Build Speech Toxicity Checker using Tensorflow.js

Introduction

In this article, we will be building a speech toxicity checker which takes as input the spoken word from our microphone and notifies whether the speech is toxic or not. For this purpose, we will be employing Tensorflow.js (pre-trained toxicity model) and the SpeechRecognition API of our browser.

Note-  The web app that we will be building is only supported in newer browsers such as Google Chrome or Mozilla firefox.

Tensorflow.js Toxicity Model

Built on the universal sentence encoder, the Tensorflow.js toxicity model is a classification model that can detect toxic language. It can classify text into 7 different classes of toxic language (insults, obscenities, identity-based hate, threats, sexually explicit, severe, and general toxicity). It was trained on 2 million comments labeled for toxicity (civil comments dataset).

Toxicity model
Toxicity model

The speech-recognition browser API

Google lets us use its speech-recognition engines in the form of the Web speech API. Additionally, for the purpose of allowing javascript to access the browser’s audio stream and convert that stream to text, we use the Web Speech API.

So we will be using this API to detect what the user said (through the microphone).

1. Frontend HTML Part

i) Create Starter HTML File

We will begin by making an HTML file called ‘index.html’. This will contain our starter code for importing all the libraries, module files, and stylesheets going forward.

In the ‘head’ tag of our HTML file, we will be importing the frameworks, models, modules, and other script files.

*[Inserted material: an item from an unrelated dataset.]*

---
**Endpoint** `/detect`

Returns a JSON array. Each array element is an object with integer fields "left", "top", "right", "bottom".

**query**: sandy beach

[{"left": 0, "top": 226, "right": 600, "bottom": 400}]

ii) Importing Tensorflow.js

For the purpose of using deep-learning models in the browser, we need to import tensorflow.js in the header tag as below –

<script src="https://cdn.jsdelivr.net/npm/@tensorflow/tfjs/dist/tf.min.js"> </script>

iii) Importing the Toxicity Model

The toxicity model that will be used to classify our inputs can be easily imported using the script tag. It will essentially be imported from the Google API for tensroflow.js pre-trained models.

<script src="https://cdn.jsdelivr.net/npm/@tensorflow-models/toxicity"></script>

iv) Importing Bootstrap

Bootstrap 4.1.1 will help us to handle the styling for this project with ease. You can import it like so:

<link rel="stylesheet" href="https://stackpath.bootstrapcdn.com/bootstrap/4.1.1/css/bootstrap.min.css"
        integrity="sha384-WskhaSGFgHYWDcbwN70/dfYBj47jz9qbsMId/iRN3ewGhXQFZCSftd1LZCfmhktB" crossorigin="anonymous">

v) Importing jquery

Jquery is a wonderful framework that provides various functions and utilities. Essentially we will be using it to initialize and vacate HTML elements.

<script src="https://code.jquery.com/jquery-3.3.1.min.js"></script>

vi) Importing the script file

This file is responsible for initializing the model, getting the predictions and representing them on the HTML.

<script src="index.js"></script>

vii) HTML Architecture

It is essential that our HTML has the capability to record what the user is saying, initialize the model for prediction, and finally display the predictions.

HTML architecture
HTML architecture

vii) Body of the HTML

Here we are using the bootstrap columns format. We are creating a ‘Talk’ button which when pressed will initialize the browser’s speech-recognition API and record what the user has spoken.

Another button called ‘Predict’, initialized with an ‘onclick’ function ‘getPred()’ which will ultimately get the predictions from the model and present them on the screen.

<body>
    <main>
        <div class="container mt-5">
            <div class="row">
                <div class="col-6">
                    <button id="talk">Talk</button>
                    <h3 id="allclear">Query : <p id="content"></p></h3>
                </div>
                <div class="col-6">
                    <button id="predict-button" class="btn btn-dark float-right" onclick="getPred()">Predict</button>
                </div>
            </div>
            <hr>
            <div class="row">
                <div class="col-12">
                    <h2 class="ml-3">Predictions</h2>
                    <ol id="prediction-list"></ol>
                </div>
            </div>
        </div>
    </main>    
</body>

An HTML list element is also initialized which will be populated when the model returns the predictions on our input.

2. Javascript Part

We will now create a javascript file called ‘script.js’ which will contain all the code discussed in the below sections.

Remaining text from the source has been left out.